Dr. Greater Kayode Oyejobi is a researcher in the field of microbiology. He obtained his PhD from the Wuhan Institute of Virology, Chinese Academy of Sciences. He is currently a postdoc at Wuhan University. His current research focuses on bacteriophage-bacterial coevolutionary dynamics. He is studying antiphage defense systems in bacteria, alongside counter-defense pathways in phages, in view of informing the design and implementation of phage therapy.

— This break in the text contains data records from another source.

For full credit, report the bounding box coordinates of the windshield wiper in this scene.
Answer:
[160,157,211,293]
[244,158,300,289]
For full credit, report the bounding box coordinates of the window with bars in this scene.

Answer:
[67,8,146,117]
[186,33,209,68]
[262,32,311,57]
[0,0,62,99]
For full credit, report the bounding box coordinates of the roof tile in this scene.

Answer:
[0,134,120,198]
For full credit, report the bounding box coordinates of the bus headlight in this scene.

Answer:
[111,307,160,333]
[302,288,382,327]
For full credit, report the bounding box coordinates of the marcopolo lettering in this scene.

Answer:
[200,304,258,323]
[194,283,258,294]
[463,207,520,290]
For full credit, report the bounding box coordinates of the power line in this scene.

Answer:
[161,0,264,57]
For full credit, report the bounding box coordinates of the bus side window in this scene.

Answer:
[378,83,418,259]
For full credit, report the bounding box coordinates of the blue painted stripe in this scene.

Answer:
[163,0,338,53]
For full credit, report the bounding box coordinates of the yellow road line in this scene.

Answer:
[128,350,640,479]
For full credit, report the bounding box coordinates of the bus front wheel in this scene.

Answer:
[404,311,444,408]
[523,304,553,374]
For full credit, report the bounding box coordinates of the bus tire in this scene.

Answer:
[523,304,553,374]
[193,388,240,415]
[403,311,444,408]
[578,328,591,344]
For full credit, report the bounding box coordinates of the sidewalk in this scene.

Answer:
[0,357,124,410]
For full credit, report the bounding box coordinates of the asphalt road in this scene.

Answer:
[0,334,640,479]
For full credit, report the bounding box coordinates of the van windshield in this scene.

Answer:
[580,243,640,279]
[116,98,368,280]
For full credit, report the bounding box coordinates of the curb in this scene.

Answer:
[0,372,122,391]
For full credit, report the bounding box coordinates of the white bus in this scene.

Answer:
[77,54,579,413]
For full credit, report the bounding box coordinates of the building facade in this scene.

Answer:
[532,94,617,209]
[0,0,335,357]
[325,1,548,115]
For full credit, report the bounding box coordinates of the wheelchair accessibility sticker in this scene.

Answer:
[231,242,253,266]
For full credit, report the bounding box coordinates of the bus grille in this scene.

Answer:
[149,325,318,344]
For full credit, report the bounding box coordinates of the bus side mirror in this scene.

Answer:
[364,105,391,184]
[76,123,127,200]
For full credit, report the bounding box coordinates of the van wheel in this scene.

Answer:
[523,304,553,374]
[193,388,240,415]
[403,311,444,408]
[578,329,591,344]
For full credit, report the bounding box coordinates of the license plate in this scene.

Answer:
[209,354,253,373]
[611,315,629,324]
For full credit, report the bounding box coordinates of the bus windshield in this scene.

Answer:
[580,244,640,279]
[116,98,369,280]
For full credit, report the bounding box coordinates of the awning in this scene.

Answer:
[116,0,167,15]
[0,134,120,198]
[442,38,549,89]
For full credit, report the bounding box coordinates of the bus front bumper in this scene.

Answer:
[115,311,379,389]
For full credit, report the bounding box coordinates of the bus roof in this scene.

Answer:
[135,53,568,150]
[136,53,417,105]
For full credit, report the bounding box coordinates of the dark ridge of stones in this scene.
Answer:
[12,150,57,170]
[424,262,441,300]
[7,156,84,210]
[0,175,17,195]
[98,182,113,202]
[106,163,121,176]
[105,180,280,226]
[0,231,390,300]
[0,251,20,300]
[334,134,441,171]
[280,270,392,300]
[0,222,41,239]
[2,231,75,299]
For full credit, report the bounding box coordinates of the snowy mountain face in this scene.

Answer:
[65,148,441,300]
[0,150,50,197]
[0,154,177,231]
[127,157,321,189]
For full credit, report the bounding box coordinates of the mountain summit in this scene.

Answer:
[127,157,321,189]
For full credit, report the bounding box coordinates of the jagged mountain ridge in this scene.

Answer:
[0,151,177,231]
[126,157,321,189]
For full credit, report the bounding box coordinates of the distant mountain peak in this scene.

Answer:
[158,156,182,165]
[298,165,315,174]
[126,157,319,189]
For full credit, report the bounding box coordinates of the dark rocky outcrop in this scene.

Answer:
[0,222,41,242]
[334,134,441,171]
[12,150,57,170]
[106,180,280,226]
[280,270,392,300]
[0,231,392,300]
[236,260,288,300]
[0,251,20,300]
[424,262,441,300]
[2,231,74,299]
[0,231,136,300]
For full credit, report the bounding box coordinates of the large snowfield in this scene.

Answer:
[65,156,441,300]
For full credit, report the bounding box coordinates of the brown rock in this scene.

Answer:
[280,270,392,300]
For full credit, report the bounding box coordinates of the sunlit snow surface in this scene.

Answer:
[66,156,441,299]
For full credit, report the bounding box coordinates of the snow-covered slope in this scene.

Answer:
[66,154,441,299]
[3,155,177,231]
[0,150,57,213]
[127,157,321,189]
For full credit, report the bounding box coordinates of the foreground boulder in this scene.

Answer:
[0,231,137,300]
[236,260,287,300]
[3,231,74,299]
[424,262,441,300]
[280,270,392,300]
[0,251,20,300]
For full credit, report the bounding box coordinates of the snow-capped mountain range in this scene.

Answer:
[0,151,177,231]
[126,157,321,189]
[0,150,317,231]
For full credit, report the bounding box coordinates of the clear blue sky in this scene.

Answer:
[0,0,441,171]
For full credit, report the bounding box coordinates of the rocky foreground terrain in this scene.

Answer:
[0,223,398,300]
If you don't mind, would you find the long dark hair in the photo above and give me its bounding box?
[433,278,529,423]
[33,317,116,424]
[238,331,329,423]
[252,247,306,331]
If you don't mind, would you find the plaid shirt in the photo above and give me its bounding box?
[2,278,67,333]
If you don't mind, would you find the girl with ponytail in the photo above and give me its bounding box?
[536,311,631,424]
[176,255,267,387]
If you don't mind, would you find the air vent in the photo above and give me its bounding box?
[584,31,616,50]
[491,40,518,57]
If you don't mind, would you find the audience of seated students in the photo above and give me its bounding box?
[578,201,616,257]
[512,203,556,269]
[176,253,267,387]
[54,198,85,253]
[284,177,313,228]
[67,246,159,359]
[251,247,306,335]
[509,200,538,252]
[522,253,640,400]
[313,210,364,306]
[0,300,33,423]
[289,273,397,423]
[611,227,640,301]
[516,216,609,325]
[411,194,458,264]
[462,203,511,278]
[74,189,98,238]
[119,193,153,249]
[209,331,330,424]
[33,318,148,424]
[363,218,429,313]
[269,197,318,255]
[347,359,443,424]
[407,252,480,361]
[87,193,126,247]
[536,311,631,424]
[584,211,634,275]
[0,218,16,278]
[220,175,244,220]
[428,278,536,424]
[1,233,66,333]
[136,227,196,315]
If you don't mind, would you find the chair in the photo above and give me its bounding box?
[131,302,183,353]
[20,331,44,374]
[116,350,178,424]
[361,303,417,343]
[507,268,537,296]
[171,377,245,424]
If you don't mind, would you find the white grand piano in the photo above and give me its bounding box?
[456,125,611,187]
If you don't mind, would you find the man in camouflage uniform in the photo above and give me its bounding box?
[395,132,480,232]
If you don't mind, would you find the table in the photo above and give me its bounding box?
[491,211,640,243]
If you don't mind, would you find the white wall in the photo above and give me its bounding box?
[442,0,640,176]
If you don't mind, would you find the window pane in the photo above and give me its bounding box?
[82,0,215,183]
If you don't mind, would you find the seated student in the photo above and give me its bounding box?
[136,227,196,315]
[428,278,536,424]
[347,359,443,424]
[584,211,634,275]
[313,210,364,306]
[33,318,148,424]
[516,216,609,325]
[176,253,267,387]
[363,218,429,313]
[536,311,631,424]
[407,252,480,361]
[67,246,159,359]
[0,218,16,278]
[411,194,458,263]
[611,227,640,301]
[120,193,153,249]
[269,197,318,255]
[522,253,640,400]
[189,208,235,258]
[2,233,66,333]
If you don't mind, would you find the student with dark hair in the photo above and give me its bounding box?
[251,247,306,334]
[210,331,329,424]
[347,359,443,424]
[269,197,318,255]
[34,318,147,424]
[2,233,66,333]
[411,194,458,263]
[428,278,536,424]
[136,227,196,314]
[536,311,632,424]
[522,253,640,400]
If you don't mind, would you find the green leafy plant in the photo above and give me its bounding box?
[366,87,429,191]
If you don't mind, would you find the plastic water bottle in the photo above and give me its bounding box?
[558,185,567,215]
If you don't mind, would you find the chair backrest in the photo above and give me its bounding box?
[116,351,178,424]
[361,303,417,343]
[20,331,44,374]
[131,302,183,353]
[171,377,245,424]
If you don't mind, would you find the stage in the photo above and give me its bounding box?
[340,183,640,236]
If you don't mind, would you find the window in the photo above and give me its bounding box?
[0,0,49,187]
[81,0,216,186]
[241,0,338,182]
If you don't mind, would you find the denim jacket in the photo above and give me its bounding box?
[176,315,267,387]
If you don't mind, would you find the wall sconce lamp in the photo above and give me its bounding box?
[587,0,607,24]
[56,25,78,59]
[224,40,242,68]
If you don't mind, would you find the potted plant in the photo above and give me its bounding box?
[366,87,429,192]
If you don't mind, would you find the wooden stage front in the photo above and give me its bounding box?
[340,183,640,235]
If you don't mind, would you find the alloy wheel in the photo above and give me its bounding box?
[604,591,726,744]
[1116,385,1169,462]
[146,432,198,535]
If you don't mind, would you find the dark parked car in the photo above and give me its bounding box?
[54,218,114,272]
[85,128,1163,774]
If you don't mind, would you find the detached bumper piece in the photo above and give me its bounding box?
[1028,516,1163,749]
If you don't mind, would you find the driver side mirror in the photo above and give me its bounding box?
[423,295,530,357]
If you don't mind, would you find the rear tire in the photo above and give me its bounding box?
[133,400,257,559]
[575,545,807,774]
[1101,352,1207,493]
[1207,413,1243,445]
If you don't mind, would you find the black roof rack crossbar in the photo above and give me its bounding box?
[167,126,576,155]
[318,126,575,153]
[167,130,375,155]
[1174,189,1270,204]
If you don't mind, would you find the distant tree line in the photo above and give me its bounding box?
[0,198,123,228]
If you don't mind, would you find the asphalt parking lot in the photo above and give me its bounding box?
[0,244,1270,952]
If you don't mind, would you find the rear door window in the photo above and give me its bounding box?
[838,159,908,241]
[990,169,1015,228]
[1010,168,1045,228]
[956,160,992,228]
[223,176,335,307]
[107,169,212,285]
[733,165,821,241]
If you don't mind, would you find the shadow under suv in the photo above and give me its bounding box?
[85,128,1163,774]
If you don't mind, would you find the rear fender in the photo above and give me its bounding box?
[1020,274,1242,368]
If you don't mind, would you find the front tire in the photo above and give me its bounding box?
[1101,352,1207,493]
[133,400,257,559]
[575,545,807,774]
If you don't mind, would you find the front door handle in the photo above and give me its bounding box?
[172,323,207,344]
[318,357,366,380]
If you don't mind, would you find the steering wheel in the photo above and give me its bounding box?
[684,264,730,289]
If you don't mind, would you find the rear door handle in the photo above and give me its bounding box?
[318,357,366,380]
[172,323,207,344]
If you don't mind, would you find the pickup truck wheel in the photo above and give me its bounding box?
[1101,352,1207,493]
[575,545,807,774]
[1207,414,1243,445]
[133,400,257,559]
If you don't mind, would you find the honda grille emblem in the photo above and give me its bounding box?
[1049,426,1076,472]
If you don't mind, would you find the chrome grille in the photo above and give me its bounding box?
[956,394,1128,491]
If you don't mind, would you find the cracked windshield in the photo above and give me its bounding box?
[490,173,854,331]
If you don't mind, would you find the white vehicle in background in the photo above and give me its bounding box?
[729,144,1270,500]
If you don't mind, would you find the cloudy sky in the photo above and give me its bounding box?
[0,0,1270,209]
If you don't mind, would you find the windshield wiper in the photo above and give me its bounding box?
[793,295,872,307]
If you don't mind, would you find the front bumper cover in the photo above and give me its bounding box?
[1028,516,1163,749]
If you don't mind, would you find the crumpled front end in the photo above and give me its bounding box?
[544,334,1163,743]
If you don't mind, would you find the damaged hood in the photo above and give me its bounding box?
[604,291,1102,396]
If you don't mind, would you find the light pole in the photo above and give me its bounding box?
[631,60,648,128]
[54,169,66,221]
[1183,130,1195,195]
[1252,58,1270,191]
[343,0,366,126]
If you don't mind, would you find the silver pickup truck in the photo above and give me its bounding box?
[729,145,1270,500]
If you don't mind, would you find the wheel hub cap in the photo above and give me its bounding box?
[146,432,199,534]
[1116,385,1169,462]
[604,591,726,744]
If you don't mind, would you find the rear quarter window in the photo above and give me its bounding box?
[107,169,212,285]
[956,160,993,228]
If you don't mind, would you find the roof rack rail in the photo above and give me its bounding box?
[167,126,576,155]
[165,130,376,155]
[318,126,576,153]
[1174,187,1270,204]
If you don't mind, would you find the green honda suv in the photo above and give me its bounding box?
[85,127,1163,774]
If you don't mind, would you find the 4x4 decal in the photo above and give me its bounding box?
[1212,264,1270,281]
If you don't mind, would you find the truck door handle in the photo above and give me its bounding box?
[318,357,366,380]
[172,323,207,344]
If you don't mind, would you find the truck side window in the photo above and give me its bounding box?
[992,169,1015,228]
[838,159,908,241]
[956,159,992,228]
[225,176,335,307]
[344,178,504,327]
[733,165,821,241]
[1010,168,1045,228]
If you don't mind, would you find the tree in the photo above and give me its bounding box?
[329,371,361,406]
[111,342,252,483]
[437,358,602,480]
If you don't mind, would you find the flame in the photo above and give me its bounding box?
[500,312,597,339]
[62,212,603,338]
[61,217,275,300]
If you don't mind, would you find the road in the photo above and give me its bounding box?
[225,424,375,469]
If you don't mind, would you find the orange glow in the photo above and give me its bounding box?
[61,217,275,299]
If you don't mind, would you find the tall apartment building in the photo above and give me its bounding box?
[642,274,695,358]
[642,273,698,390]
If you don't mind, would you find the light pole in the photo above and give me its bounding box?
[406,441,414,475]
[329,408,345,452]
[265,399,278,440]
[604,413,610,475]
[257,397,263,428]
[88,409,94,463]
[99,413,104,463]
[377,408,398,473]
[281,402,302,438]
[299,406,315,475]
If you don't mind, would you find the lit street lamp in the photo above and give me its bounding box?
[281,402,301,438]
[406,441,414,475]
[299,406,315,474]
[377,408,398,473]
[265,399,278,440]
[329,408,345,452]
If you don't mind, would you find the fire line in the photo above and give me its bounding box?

Piotr Sliz is a structural biologist with expertise in non-coding RNA regulation, and an Associate Professor in Pediatrics, Biological Chemistry and Molecular Pharmacology at Harvard Medical School. He has been
leading research computing at Boston Children’s Hospital since 2016. He received his Ph.D. in Biochemistry from the University of Toronto in 2000. Some BCH-wide programs developed under his leadership include Pediatric Scholar, Children’s Rare-Disease Cohorts genomic data initiative, bioinformatics and genomics consulting services, and a Longwood-wide CryoEM computing effort. He also founded and leads SBGrid—a global structural bioinformatics consortium. He is affiliated with the Manton Center for Orphan Disease Research.
Longfei Wang is a Professor at the School of Pharmaceutical Sciences, Faculty of Medical Sciences, Wuhan University, Wuhan, China. He graduated with a B.S. in Biotechnology from Huazhong Agricultural University in 2005 and obtained his Ph.D. in Biochemistry and Molecular Biology from the Institute of Biophysics, Chinese Academy of Sciences in 2011. After graduation, he worked as a postdoctoral research fellow at the Harvard Medical School from October 2011 to April 2017. Subsequently, he worked as a lecturer at the Boston Children's Hospital, Harvard Medical School from April 2017 to July 2021. His research interests lie in the areas of molecular immunology and structural pharmacology. His research topics include elucidating the molecular mechanism of host cell defense against pathogens, investigating the structural basis of signaling in immune cell surface receptors and developing small molecules and biomolecules (antibodies, peptides, nucleic acids, etc.) that can be used to regulate immune signaling pathways. He has authored/co-authored more than 20 publications in international peer-reviewed journals and holds an international patent.